Visualizing Chess Data With ggplot

Posted on October 29, 2015 by Joshua Kunst in R bloggers | 0 Comments

[This article was first published on Jkunst - R category , and kindly contributed to R-bloggers]. (You can report issue about the content on this page here)

Want to share your content on R-bloggers? click here if you have a blog, or here if you don't.

There are nice visualizations from chess data: piece movement, piece survaviliy, square usage by player. Sadly not always the authors shows the code/data for replicate the final result. So I wrote some code to show how to do some this great visualizations entirely in R. Just for fun.

The Data

The original data come from here which was parsed and stored in the rchess package.

library("rchess")
data(chesswc)
str(chesswc)

## Classes 'tbl_df', 'tbl' and 'data.frame':    1266 obs. of  11 variables:
##  $ event   : chr  "FIDE World Cup 2011" "FIDE World Cup 2011" "FIDE World Cup 2011" "FIDE World Cup 2011" ...
##  $ site    : chr  "Khanty-Mansiysk RUS" "Khanty-Mansiysk RUS" "Khanty-Mansiysk RUS" "Khanty-Mansiysk RUS" ...
##  $ date    : Date, format: "2011-08-28" "2011-08-28" ...
##  $ round   : num  1.1 1.1 1.1 1.1 1.1 1.1 1.1 1.1 1.1 1.1 ...
##  $ white   : chr  "Kaabi, Mejdi" "Ivanchuk, Vassily" "Ibrahim, Hatim" "Ponomariov, Ruslan" ...
##  $ black   : chr  "Karjakin, Sergey" "Steel, Henry Robert" "Mamedyarov, Shakhriyar" "Gwaze, Robert" ...
##  $ result  : chr  "0-1" "1-0" "0-1" "1-0" ...
##  $ whiteelo: int  2344 2768 2402 2764 2449 2746 2477 2741 2493 2736 ...
##  $ blackelo: int  2788 2362 2765 2434 2760 2452 2744 2480 2739 2493 ...
##  $ eco     : chr  "D15" "E68" "E67" "B40" ...
##  $ pgn     : chr  "1. d4 d5 2. Nf3 Nf6 3. c4 c6 4. Nc3 dxc4 5. e3 b5 6. a4 b4 7. Nb1 Ba6 8. Ne5 e6 9. Nxc4 c5 10. b3 cxd4 11. exd4 Nc6 12. Be3 Be7"| __truncated__ "1. c4 Nf6 2. Nc3 g6 3. g3 Bg7 4. Bg2 O-O 5. d4 d6 6. Nf3 Nbd7 7. O-O e5 8. e4 c6 9. Rb1 exd4 10. Nxd4 Re8 11. h3 Nc5 12. Re1 a5"| __truncated__ "1. Nf3 Nf6 2. c4 g6 3. Nc3 Bg7 4. g3 O-O 5. Bg2 d6 6. O-O Nbd7 7. d4 e5 8. b3 exd4 9. Nxd4 Re8 10. Bb2 Nc5 11. Qc2 h5 12. Rad1 "| __truncated__ "1. e4 c5 2. Nf3 e6 3. d3 Nc6 4. g3 e5 5. Bg2 d6 6. O-O Be7 7. c3 Nf6 8. Nbd2 O-O 9. a3 b5 10. Re1 Kh8 11. d4 Bd7 12. b4 cxd4 13"| __truncated__ ...

chesswc %>% count(event)

event	n
FIDE World Cup 2011	398
FIDE World Cup 2013	435
FIDE World Cup 2015	433

chesswc <- chesswc %>% filter(event == "FIDE World Cup 2015")

The most important variable here is the pgn game.
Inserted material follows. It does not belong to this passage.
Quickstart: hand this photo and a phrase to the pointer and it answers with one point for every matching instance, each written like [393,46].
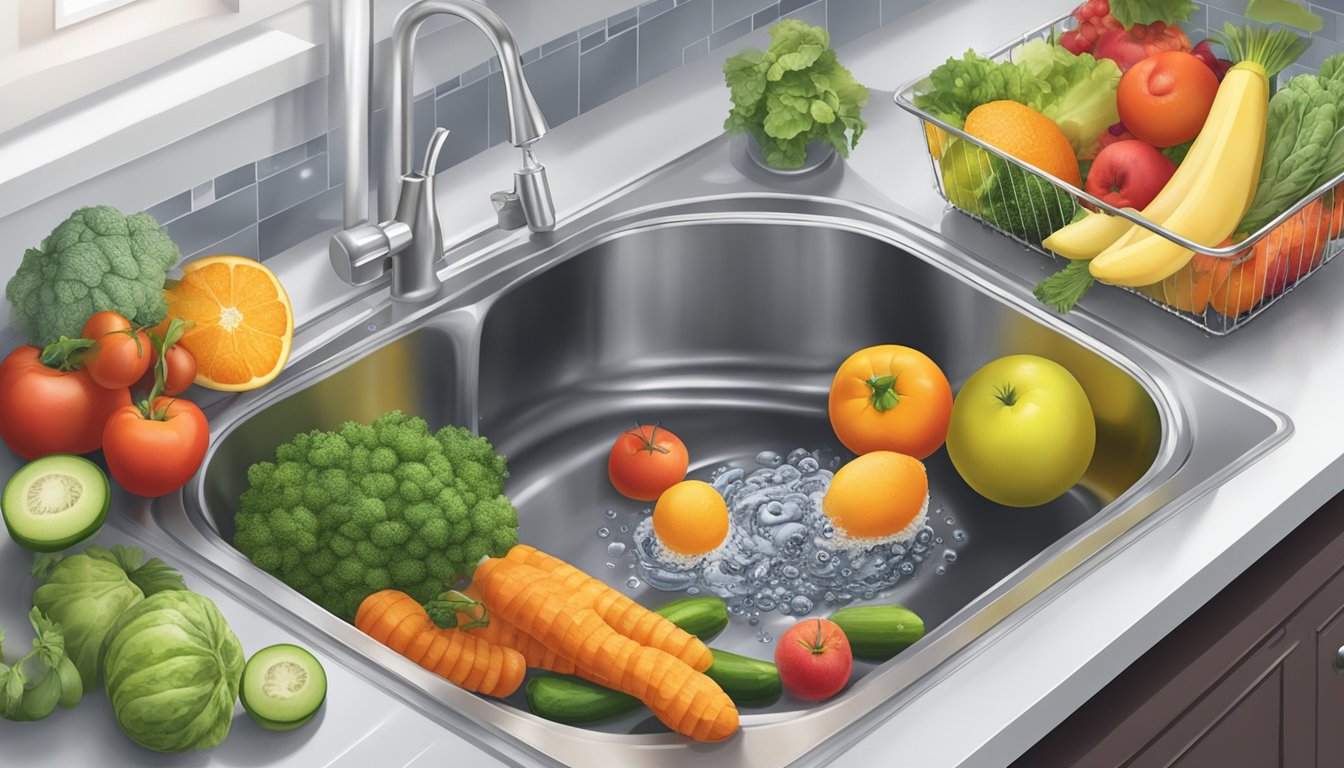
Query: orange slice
[242,322]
This pgn is a long string which represent the game. However this format is not so visualization friendly. That's why I implemented the history_detail() method for a Chess object. Let's check.

set.seed(123)
pgn <- sample(chesswc$pgn, size = 1)
str_sub(pgn, 0, 50)

## [1] "1. d4 Nf6 2. Nf3 d5 3. c4 e6 4. e3 Be7 5. Nbd2 O-O"

Compare the previous string with the first 10 rows of the history_detail()

chss <- Chess$new()
chss$load_pgn(pgn)

## [1] TRUE

chss$history_detail() %>%
  arrange(number_move) %>% 
  head(10)

piece	from	to	number_move	piecenumbermove	status	numbermovecapture	captured_by
d2 Pawn	d2	d4	1	1	NA	NA	NA
g8 Knight	g8	f6	2	1	game over	NA	NA
g1 Knight	g1	f3	3	1	NA	NA	NA
d7 Pawn	d7	d5	4	1	NA	NA	NA
c2 Pawn	c2	c4	5	1	captured	14	d7 Pawn
e7 Pawn	e7	e6	6	1	game over	NA	NA
e2 Pawn	e2	e3	7	1	game over	NA	NA
f8 Bishop	f8	e7	8	1	NA	NA	NA
b1 Knight	b1	d2	9	1	NA	NA	NA
Black King	e8	g8	10	1	game over	NA	NA

The result is a dataframe where each row is a piece's movement showing explicitly the cells where the travel in a particular number move. Now we apply this function over the 433 games in the FIDE World Cup 2015.

library("foreach")
library("doParallel")
workers <- makeCluster(parallel::detectCores())
registerDoParallel(workers)

chesswc <- chesswc %>% mutate(game_id = seq(nrow(.)))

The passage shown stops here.